Cargolux Airlines International SA, Europe’s biggest freight-only carrier, is experiencing a similar surge in demand and has 30 Boeing Co. 747 freighters in continuous operation. While that’s partly because a drop in passenger flights has reduced hold space, CEO Richard Forson said consignments of protective gear that dominated earlier in the year are giving way to toys, fashion items and electronic goods including the latest Apple Inc. iPhone, Sony Corp. PlayStation and Microsoft Corp. Xbox offerings.
The upturn is unlikely to deliver a bumper festive period for high-street retailers battered by the coronavirus outbreak, with Internet-focused businesses the likely beneficiaries. Online Christmas shopping may even surpass store sales in the U.K. for the first time, according to research published last month by delivery firm ParcelHero. Consumers will spend about the same overall on presents and food as in 2019, it said, but are stopped from shopping in person by a new lockdown that bans non-essential retail.

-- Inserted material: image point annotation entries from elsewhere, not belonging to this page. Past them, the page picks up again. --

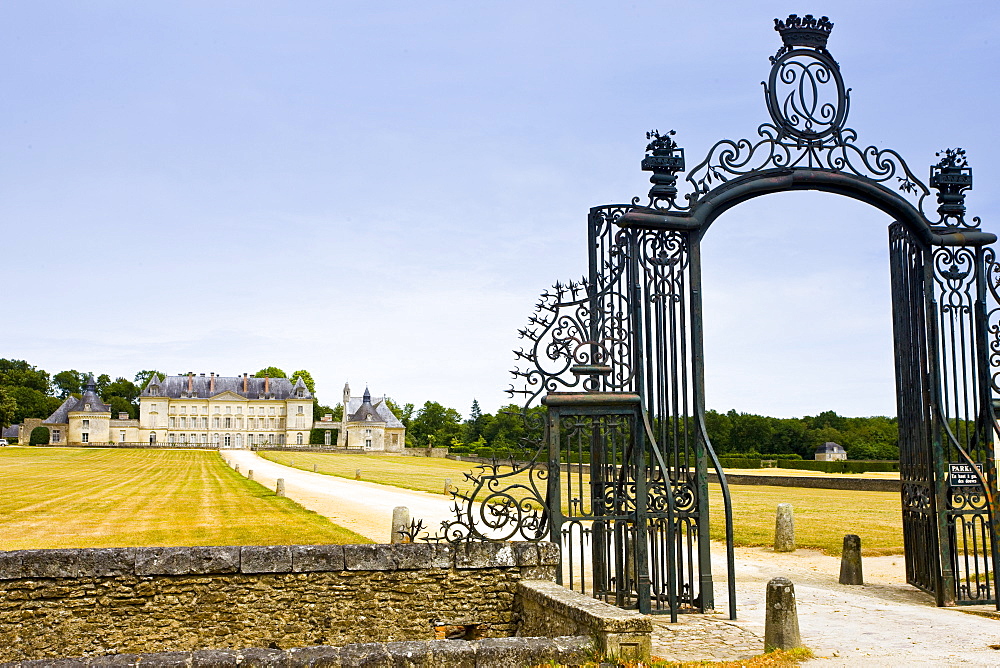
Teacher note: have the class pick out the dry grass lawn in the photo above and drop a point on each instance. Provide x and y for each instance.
(822, 516)
(76, 497)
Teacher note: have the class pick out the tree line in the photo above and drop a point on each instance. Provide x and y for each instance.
(29, 392)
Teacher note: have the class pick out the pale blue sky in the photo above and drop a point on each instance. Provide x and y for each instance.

Container lines are also being boosted by falling prices for bunker fuel, which could help lift Hapag-Lloyd’s full-year profit by almost 50% after it previously forecast a decline of as much as one-third.
Still, the Hamburg-based company said the average rate charged per standard container was flat in the third quarter and will gain only slightly for the year, with price surges confined to the busiest routes. Meanwhile, shippers are struggling with a container shortage in Asia, Jansen said, and ports elsewhere are congested with boxes stuck at terminals.
Cargolux’s Forson said that airfreight capacity is also stretched, with many specialist freighter planes being brought out of retirement to make up for the loss of passenger-jet belly space. One carrier has even reinstated a 747-200F, a model first delivered in 1972.
The concern now, Forson said, is over whether freight demand could drop in the longer term as global economic growth weakens in the wake of the health crisis, depressing consumer spending.
“Once that happens there’s no escape valve for the cargo industry,” he said.
The picture for trucking firms also remains bleak, the International Road Transport Union said Friday, with global losses reaching $679 billion and a wave of bankruptcies looming. The situation is most acute in Europe, where new virus cases are at record levels.